On Monday, doctors monitored Tamang’s vital signs at the makeshift clinic set up in the parking lot of the district’s medical office in the partially ruined town of Bidur.

Funchu Tamang’s ordeal is yet another of the extraordinary stories of resilience and survival coming out of Nepal after it was rocked by a 7.8-magnitude quake on April 25. It killed thousands and left hundreds of thousands more homeless.

When he arrived, doctors treated Tamang for a partially collapsed lung. They bandaged cuts he received in the chaos after the quake. Two days later, he was alert and sitting upright, chatting. His blood pressure was a cool 101/62. His injuries were mostly healed, to the point where doctors said he could go home Tuesday.
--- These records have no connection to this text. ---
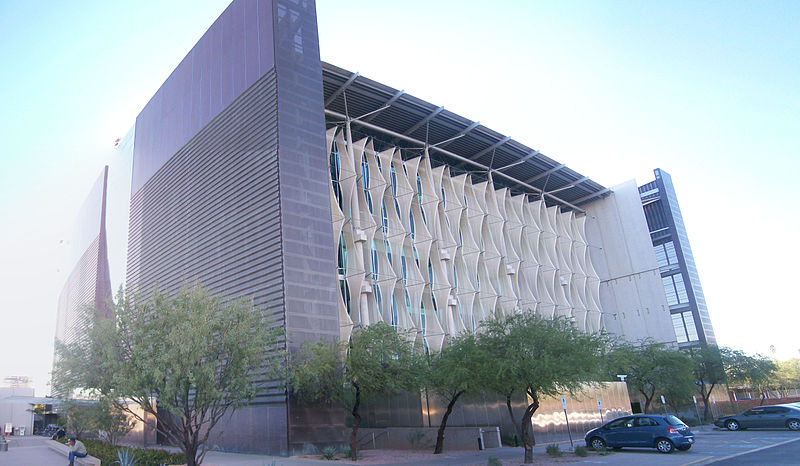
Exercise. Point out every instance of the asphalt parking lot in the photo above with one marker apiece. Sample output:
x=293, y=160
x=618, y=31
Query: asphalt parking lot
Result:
x=717, y=445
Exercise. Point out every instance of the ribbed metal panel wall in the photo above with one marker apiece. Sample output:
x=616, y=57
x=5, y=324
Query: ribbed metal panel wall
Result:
x=211, y=215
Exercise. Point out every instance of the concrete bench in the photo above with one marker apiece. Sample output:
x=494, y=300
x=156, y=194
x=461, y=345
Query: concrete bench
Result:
x=64, y=450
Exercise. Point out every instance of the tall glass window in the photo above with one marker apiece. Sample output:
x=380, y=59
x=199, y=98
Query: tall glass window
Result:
x=374, y=257
x=335, y=169
x=365, y=181
x=675, y=289
x=665, y=254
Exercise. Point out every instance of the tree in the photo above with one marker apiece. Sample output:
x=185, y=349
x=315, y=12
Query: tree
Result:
x=451, y=374
x=708, y=371
x=377, y=361
x=529, y=355
x=652, y=369
x=79, y=416
x=787, y=375
x=754, y=371
x=187, y=360
x=111, y=422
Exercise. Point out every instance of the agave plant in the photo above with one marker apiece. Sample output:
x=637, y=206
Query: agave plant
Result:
x=126, y=457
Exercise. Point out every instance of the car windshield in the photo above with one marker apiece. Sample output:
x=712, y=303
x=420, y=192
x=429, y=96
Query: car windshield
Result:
x=674, y=421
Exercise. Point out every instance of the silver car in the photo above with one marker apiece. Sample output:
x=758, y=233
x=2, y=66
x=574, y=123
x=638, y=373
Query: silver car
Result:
x=776, y=416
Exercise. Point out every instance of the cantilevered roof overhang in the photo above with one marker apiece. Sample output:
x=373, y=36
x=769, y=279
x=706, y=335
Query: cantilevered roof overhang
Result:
x=393, y=117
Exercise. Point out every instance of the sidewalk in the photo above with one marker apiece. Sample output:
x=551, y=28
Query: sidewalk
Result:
x=30, y=451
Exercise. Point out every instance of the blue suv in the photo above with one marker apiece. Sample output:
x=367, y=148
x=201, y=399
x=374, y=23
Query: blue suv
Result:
x=665, y=433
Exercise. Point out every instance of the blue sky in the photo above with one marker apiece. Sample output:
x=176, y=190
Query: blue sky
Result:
x=704, y=90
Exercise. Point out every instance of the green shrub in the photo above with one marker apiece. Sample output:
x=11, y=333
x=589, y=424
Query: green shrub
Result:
x=329, y=453
x=107, y=454
x=553, y=450
x=512, y=440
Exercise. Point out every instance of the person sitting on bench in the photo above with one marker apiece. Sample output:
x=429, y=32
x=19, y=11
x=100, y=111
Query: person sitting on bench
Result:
x=77, y=450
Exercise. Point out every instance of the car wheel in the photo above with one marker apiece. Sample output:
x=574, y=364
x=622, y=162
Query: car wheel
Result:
x=664, y=445
x=597, y=444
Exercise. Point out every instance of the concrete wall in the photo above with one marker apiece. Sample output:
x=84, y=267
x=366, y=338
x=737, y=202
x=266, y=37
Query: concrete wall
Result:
x=631, y=291
x=15, y=409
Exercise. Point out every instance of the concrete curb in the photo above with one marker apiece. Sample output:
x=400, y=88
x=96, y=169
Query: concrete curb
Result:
x=64, y=450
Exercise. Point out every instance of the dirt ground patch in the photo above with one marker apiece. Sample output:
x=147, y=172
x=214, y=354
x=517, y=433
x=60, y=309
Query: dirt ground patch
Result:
x=506, y=456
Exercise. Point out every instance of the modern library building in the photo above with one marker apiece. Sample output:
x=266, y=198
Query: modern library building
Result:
x=335, y=201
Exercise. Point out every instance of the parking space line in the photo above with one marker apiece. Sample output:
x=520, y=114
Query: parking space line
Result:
x=701, y=459
x=753, y=451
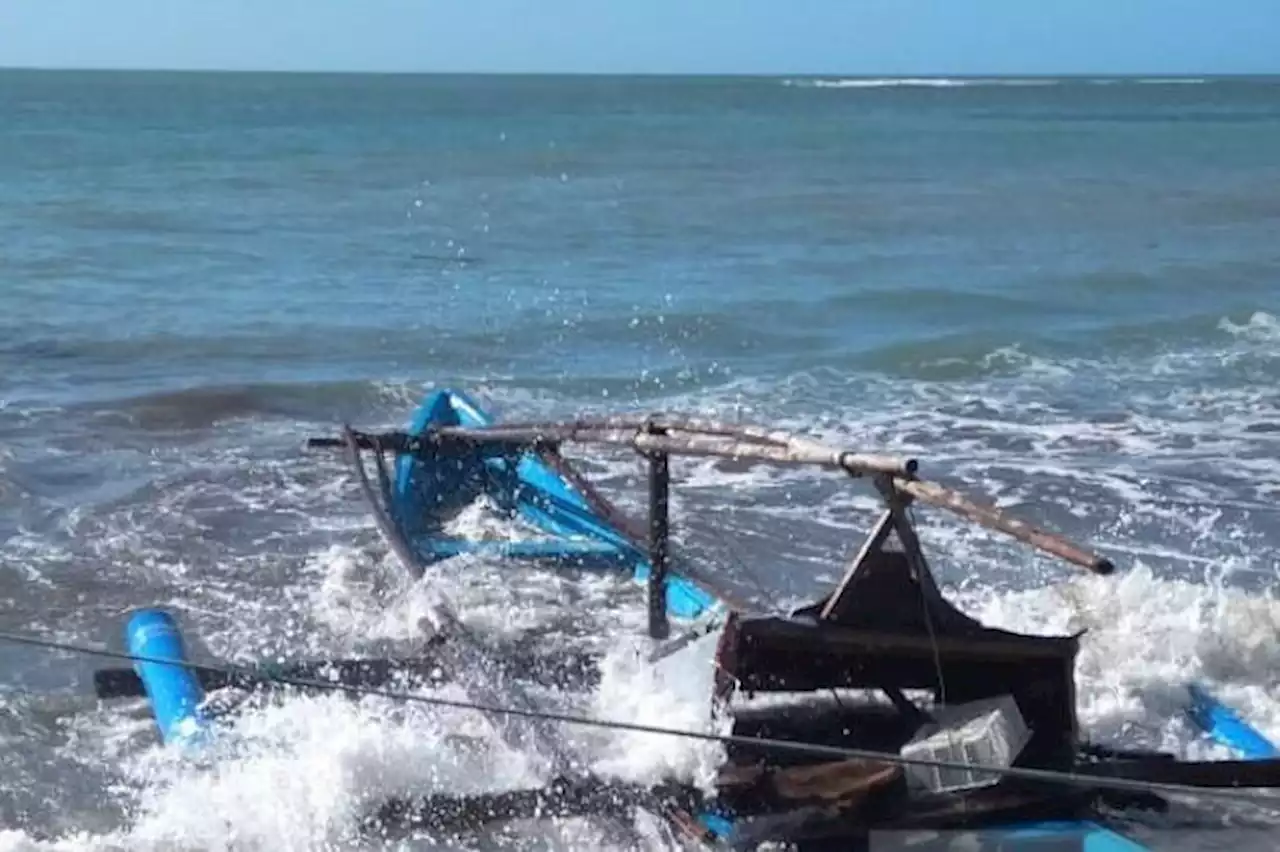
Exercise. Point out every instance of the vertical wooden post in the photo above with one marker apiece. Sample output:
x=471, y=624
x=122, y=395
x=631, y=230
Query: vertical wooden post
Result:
x=659, y=541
Funchu Tamang is so old, he has lived through two such devastating quakes. But he barely remembers the 1934 temblor that hit with a magnitude of 8 and leveled cities.

The more recent scare, however, is fresh in his mind. “This one was really bad. I was afraid. I felt as if I would die,” he said from his parking lot hospital bed.
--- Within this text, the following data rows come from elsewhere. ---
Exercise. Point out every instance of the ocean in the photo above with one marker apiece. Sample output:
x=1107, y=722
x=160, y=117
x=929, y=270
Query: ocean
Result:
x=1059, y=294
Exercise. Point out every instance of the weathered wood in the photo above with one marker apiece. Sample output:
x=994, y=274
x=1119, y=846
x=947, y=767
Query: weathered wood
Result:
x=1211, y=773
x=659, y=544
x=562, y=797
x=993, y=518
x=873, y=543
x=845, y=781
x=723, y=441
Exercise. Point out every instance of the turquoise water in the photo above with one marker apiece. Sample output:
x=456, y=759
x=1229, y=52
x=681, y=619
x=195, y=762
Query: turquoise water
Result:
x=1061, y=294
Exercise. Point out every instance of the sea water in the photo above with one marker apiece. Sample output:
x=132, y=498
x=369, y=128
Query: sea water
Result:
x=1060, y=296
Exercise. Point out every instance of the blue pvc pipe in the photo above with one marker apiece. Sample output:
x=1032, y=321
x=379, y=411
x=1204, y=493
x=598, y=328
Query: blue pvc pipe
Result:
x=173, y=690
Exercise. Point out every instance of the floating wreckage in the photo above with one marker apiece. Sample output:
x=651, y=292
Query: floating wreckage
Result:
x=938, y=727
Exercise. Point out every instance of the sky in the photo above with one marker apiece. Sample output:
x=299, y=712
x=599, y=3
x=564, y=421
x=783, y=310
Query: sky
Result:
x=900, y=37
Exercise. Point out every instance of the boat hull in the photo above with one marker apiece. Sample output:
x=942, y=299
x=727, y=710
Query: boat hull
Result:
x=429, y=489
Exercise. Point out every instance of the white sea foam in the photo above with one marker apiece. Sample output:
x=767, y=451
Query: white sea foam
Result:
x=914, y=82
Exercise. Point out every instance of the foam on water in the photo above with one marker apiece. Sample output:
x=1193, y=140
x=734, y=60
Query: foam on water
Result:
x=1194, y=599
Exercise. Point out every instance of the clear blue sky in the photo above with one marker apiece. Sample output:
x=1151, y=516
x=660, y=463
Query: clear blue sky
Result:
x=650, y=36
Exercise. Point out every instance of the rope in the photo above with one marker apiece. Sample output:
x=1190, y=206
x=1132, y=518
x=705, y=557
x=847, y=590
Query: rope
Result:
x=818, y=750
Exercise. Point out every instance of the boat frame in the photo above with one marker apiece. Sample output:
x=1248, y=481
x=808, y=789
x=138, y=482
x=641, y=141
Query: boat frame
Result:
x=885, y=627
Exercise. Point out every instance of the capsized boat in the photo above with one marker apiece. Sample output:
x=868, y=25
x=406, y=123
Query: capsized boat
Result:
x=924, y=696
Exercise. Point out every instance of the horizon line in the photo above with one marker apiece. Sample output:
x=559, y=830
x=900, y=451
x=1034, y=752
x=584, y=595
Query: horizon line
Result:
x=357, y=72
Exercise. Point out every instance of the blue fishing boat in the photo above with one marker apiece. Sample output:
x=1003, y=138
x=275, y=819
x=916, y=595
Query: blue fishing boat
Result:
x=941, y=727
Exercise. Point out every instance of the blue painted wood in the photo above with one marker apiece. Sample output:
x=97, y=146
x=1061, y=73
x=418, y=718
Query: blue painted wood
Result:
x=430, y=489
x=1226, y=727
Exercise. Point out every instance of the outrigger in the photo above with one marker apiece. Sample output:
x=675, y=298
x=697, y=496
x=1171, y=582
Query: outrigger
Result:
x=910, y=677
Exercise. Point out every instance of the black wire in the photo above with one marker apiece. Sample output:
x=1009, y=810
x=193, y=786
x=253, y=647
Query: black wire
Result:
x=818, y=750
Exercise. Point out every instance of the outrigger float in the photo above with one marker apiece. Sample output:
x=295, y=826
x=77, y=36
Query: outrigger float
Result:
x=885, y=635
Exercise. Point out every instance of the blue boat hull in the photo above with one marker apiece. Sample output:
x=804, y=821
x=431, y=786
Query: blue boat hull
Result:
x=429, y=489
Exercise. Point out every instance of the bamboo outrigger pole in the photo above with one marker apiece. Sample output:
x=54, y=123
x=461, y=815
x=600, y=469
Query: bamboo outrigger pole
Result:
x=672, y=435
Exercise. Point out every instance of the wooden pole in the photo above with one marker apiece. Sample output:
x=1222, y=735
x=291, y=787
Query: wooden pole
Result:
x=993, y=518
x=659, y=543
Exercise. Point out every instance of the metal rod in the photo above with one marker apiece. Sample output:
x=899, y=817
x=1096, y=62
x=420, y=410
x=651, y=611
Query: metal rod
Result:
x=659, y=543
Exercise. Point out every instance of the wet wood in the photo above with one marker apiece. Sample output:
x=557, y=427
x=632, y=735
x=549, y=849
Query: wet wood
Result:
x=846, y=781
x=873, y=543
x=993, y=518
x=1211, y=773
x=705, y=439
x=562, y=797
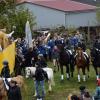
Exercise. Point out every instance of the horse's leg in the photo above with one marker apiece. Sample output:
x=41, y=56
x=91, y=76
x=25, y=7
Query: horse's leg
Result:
x=88, y=70
x=67, y=71
x=54, y=64
x=79, y=78
x=84, y=76
x=50, y=88
x=57, y=64
x=62, y=74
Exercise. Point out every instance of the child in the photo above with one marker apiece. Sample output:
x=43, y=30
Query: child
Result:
x=13, y=91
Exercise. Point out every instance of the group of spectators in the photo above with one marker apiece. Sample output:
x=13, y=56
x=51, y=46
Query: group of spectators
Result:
x=85, y=95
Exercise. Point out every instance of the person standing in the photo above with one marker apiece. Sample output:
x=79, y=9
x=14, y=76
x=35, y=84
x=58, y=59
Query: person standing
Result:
x=5, y=72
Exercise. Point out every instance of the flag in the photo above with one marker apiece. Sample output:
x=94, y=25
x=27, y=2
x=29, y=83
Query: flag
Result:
x=28, y=35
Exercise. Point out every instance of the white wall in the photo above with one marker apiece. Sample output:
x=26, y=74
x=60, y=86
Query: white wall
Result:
x=81, y=19
x=46, y=17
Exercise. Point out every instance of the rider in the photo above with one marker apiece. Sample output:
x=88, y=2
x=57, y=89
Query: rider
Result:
x=5, y=70
x=40, y=75
x=41, y=61
x=96, y=45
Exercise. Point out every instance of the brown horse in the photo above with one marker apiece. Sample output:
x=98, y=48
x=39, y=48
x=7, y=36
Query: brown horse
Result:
x=3, y=91
x=81, y=63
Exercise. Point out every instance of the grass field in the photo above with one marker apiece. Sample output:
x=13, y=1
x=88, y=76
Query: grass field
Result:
x=61, y=90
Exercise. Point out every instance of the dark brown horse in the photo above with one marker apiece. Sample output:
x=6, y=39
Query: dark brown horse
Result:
x=81, y=63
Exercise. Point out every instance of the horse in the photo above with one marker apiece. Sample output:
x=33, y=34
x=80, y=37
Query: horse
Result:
x=30, y=71
x=65, y=59
x=3, y=91
x=81, y=63
x=95, y=59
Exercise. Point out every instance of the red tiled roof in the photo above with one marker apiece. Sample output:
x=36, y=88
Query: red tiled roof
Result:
x=63, y=5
He’s still confused by the ordeal, and wonders if he may be testing fate a bit too far. “I’m very lucky to be alive. … But I am so old. I don’t think I can survive anymore. I can’t see properly. I can’t work, can’t move properly,” he said, wearing a T-shirt depicting the king and queen of Bhutan, a hand-out from visiting Bhutanese medics.

“I am an old man. It is my time to die.”